A new contemporary cosmology is burgeoning.
DVDjHex 4 years ago
Prevents the universe from expanding? How do you explain the redshift then? We can literally SEE it expanding before our eyes, so you'd better have some really astounding evidence. What is this evidence?
Also since you're commenting on the first one, something tells me you haven't watched it all yet.
theinquisitor 4 years ago
We do not see the universe expand. Redshift z is a de Sitter effect in a static universe.
See de Sitter space in Wiki. Look at the static metric circa 1917.

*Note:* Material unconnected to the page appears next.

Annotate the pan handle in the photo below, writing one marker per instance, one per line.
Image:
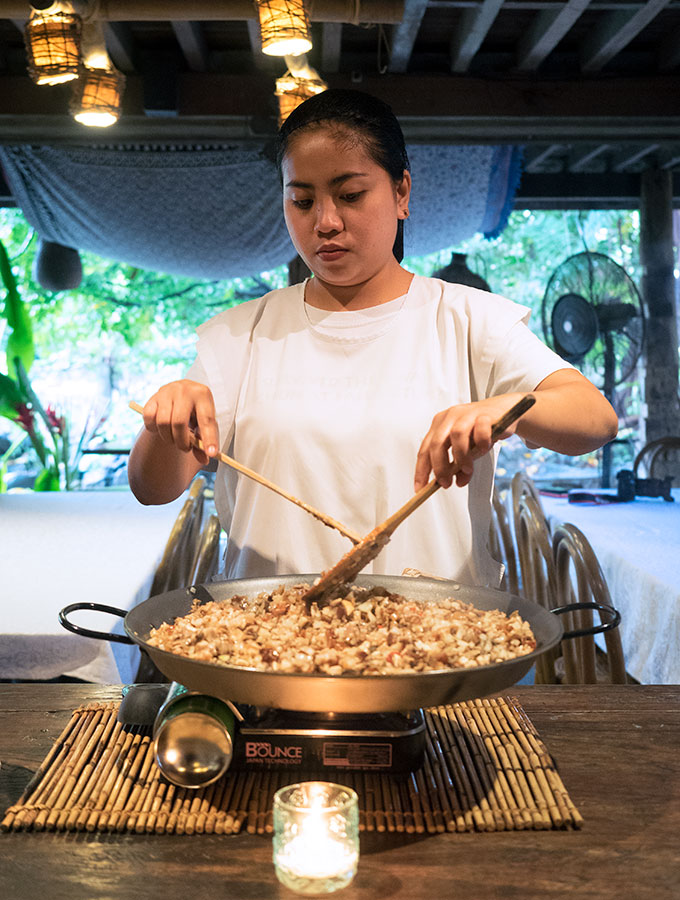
(87, 632)
(614, 620)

BTW, no need for dark energy or nonbaryonic dark matter...
DVDjHex 4 years ago
Well according to wikipedia, unless I've misunderstood, it says that a de Sitter universe is one in which the universe is expanding so fast that non-accelerating points are moving apart faster than the speed of light, which would mean we'd be unable to see nearby galaxies, which we can. The wiki entry you've pointed me to that supposedly says the universe is prevented from expanding, but actually it says it's expanding faster than the speed of light. I'm confused.
theinquisitor 4 years ago
Don't both reading the text. Look at the static metric toward the bottom of the article. A similar version is what needs to replace the nonstatic FLRW metric for a new standard model. The universe is not expanding. The Doppler effect is not operational. Redshift z is due to a curved de Sitter spacetime phenomenon, called the de Sitter effect.
DVDjHex 4 years ago
Interesting, although the maths is way beyond me. Can you point me in the direction of a more qualitative description? I'm afraid I'll have to forfeit this argument since I don't know enough about it. Is there much evidence for this interpretation? Why do you think it's not been widely accepted?
theinquisitor 4 years ago
The de Sitter metric was shown to be a static solution to the Einstein field equations by Tolman. The expansion hypothesis prevailed. It was easier to calculate Doppler shifts. Hubble used Doppler for convenience. He was familiar with the de Sitter effect but did not fully understand it (especially the time element). Too, general relativity was more of a curiosity at the time. Most of the tests that would confirm Einstein's theory were carried out in the 1960s and 1970s.
DVDjHex 4 years ago
Hmm, is it a coincidence that I just found an Islamic creationism video that talks about de Sitter? I smell cherry picking.
theinquisitor 4 years ago
That meen nothing. Google for example Einstein and creationism and you'll find many more. The creationist like to use good science (and especially Einstein) to advance their cause (I've never seen de Sitter used, but it doesn't surprise me, after all, he was a true relativist, just George Braque was a true cubist). Every time though it falls flat on its face, just like the origin of the universe according to the big bang. Cherry picking, not.
DVDjHex 4 years ago
I just checked out that video. Modern cosmology has left the door wide open to that type of speculation. Why? Something outside of physics is required to explain the origin of the expanding universe model. That is the reason creationists have such a field-day with science. As long as all the laws of physics break-down at the outset, the door will always be open to the religious. In order to avoid that, the laws of nature must hold for all times t.
DVDjHex 4 years ago
Interesting. I'd definitely like to hear more about the idea, especially if you don't have a religious agenda. I want to know the truth no matter what it is, so I'd be very interested in hearing the evidence.
theinquisitor 4 years ago
Thanks!
nanogirl 4 years ago
Muy buena clase! Which is the name of the subjet? I am from Argentine. Kiss
MATIASFLORESTA 4 years ago
Great video. I like that universities put lectures up on the web. It's great.